Well hindsight is a wonderful thing. Whether or not Bush believed Al Qaeda was actually in Iraq we will never know but he did say they were and that was one of the reasons the war with Iraq happened. It was only after it was discovered that Al Qaeda wasn't around is when the administration started really trumpeting the humanitarian causes. 






> Are they attacking civilians? If so then they're terrorists. If not then they're ill-advised revolutionaries engaging in guerrilla warfare.



A revolutionary is a terrorist. 







> No I never made a statement about if _nations_ are terrorists. I said that 
> Which I had revised to
> Where do you get from either of those that I'm making any judgement at all about whether _nations_ are or are not terrorists. My  feeling is compounded by the fact that I specifically called out the US government as being _the largest terrorist organisation in the world_. I have to ask: How's your reading comprehension?



To which I asked you whether you thought individuals aiding the government were not terrorists themselves. At least have the decency to group together my statements to show a line of logic. 







> It's a tricky question. There are a lot of things that they finance that is "legitimate" war, i.e., not terrorism.

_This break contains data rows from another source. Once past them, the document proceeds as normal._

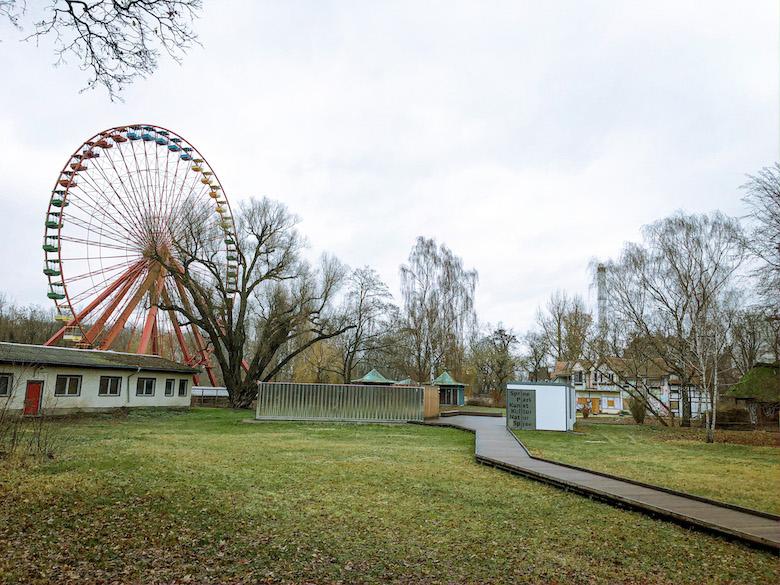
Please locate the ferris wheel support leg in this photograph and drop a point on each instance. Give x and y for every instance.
(116, 329)
(199, 343)
(91, 307)
(150, 325)
(179, 335)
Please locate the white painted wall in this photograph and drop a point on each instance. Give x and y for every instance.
(88, 399)
(552, 413)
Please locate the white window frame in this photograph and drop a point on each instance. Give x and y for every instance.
(144, 392)
(67, 393)
(108, 392)
(9, 383)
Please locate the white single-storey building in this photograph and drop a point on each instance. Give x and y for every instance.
(58, 380)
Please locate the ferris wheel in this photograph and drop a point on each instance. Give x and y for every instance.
(125, 196)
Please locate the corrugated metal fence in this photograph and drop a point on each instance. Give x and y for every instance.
(338, 402)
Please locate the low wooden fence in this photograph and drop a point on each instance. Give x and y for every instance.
(339, 402)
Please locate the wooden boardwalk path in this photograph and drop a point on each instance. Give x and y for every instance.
(497, 447)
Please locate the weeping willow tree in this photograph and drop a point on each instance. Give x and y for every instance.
(438, 309)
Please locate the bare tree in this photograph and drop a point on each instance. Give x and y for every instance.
(566, 324)
(751, 336)
(367, 306)
(115, 42)
(281, 305)
(495, 361)
(664, 290)
(763, 239)
(438, 308)
(535, 354)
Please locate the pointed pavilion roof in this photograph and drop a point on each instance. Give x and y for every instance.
(373, 377)
(445, 379)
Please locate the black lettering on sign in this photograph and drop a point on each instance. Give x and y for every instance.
(521, 408)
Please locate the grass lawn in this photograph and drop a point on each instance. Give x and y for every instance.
(677, 458)
(202, 498)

And most people don't see how the government is a terrorist organisation that does things like train central american death squads to support dictatorships that are friendly to US companies. So it would come down to whether the person providing the material support knows that they're supporting terrorism or not. At any rate, I really don't see the relevancy.



Firstly, you don't see the relevancy in questioning whether individuals who aid a terrorist nation are terrorists themselves but beforehand claim that peoples from a democratic nation rarely commit terrorist acts? Second, what is a "legitimate" war?







> But what does this have to do with the "war on terrorism"?



Because George Bush thought Al Qaeda was in Iraq. 







> So, it looks like a key step in the "war in terror", that is removing the state the does more to provide material and moral support to (edit: islamic, non-state-actor) terrorists than any other, is not practical. So it looks like Bushes statement was comprised of
> and that



Neo-Conservatives are not pragmatists. They are ideologues. They believe in American exceptionalism and American global hegemony and they will probably believe in such things until the crumbling of the American empire. Afterward they will give great eulogies in honor of it and claim it was the greatest force on Earth. However, do not confuse non-pragmatic people with idiocy.

----------


## DrunkenArse

> Well hindsight is a wonderful thing. Whether or not Bush believed Al Qaeda was actually in Iraq we will never know but he did say they were and that was one of the reasons the war with Iraq happened. It was only after it was discovered that Al Qaeda wasn't around is when the administration started really trumpeting the humanitarian causes.



Given the fact that they were lying every which way to get us into the war was common knowledge at the time, this is a flimsy argument for stating that, from the perspective of a global "war on terror", we should have been in Iraq. By any reasonable standard, Saudi Arabia is far more pressing. 

EDIT: 
This is not hindsight by the way. At the time, I knew that they were lying to get us in and so did many other people. I was frankly a little shocked when I met people that honestly believed the things that were coming out of the white house at the time.






> A revolutionary is a terrorist.



By your definition of terrorism, anybody engaging in violence for anything other than enjoyment or self defense is a terrorist. This is a pretty useless definition if you ask my. But yes, by your definition, a revolutionary is a terrorist. By my definition, they are only a terrorist if they are engaging in, knowingly supporting or threatening the use of violence against a civilian population to influence the policy decisions of that population's government or if they are engaging in genocide. 





> To which I asked you whether you thought individuals aiding the government were not terrorists themselves. At least have the decency to group together my statements to show a line of logic.



My apologies. I was off base there and did not mean to obfuscate your reasoning. I misunderstood it. It was however entirely unreasonable to go from the statement that "non-state-actor terrorists do not come from democratic countries with a few notable exceptions" to the assumption that I was talking about nations as terrorists and somehow excluding the US.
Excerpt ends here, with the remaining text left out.